Our musical interests kept us clear from the main stages, mainly wandering between the two alternative stages at the back of the park to watch the more up-and-coming artists do their thing in front of a more intimate crowd.
The Radicals Stage, backlist by the setting sun, proved to be a comfort zone for many of those bands, starting with Montreal’s Heat. Infused by 70s proto-punk and 90s UK shoegaze, the Heat come together into a sort of a surf-rock band producing catchy garage tracks that take you back to more simple times.

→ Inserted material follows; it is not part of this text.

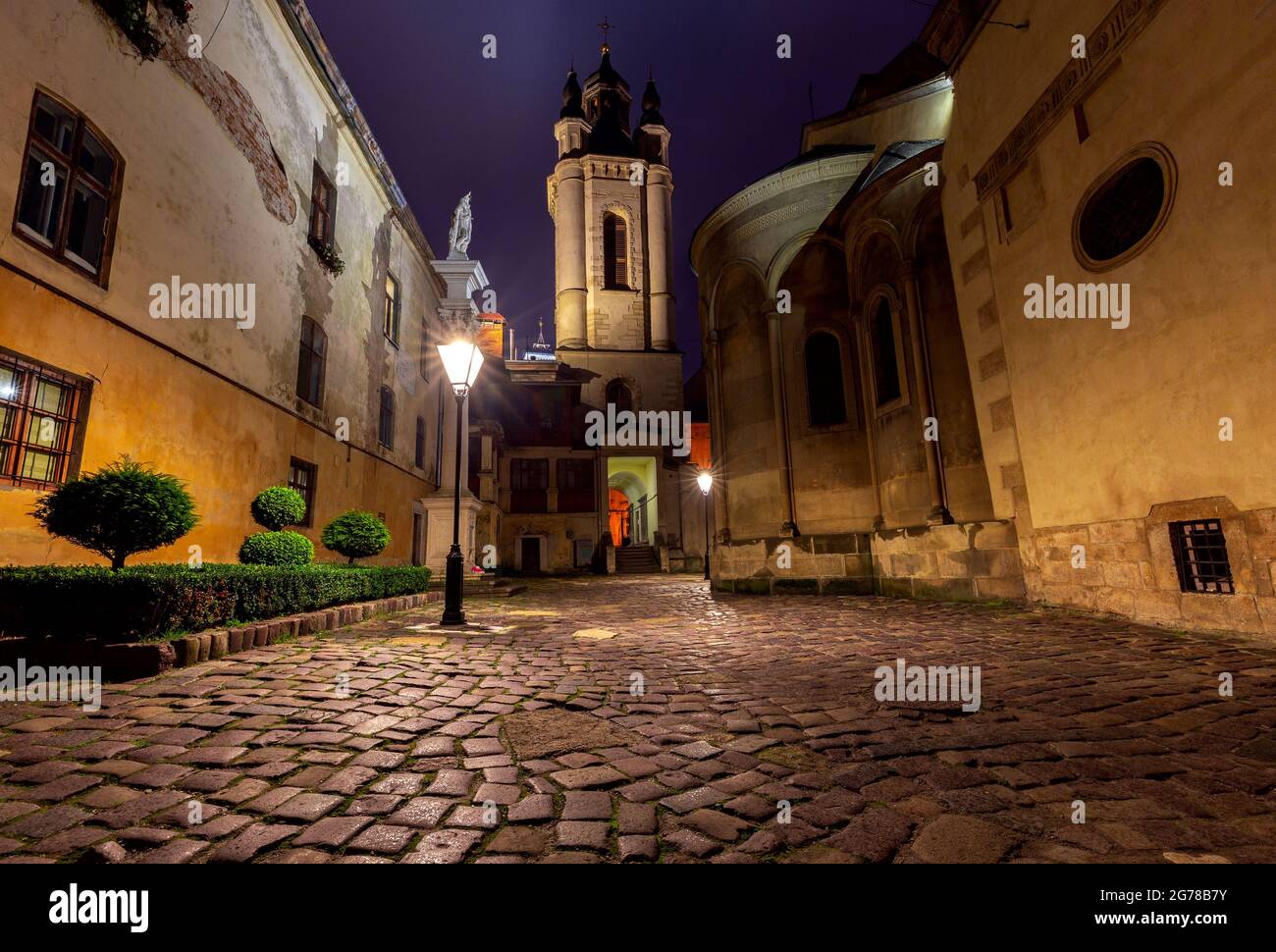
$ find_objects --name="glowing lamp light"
[439,341,482,395]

While the reputation of this trending genre blend might put you off listening to it, the Heat will do just the opposite – their relaxed passion for the music they make draws the audience into the similarly relaxed fan club.
Courage My Love, on the other hand, are a lot more involved and well, louder. This Kitchener based band comes with a typical small band story – classically trained siblings rebelled into garage rock music, discovered playing a small town show and signed by Warner Music fairly shortly after that. In retrospect, it seems like a plot to teen music movie, which is the kind of music Mercedes and Phoenix Arn-Horn produce. Mercedes, joined on the foreground by bassist Brandon Lockwood, is a textbook rocker which is exactly what the Riot Fest audience needed.
Upping the rock game, The Dirty Nil took the stage next. Known for playing dirty, noisy, and loud rock’n’roll, TDN are the kind of band you wish you could see at the CBGB. This is the kind of show that might inspire you to dig through some vinyl crates in search of that dusty Bad Brains record to take the flashback even further.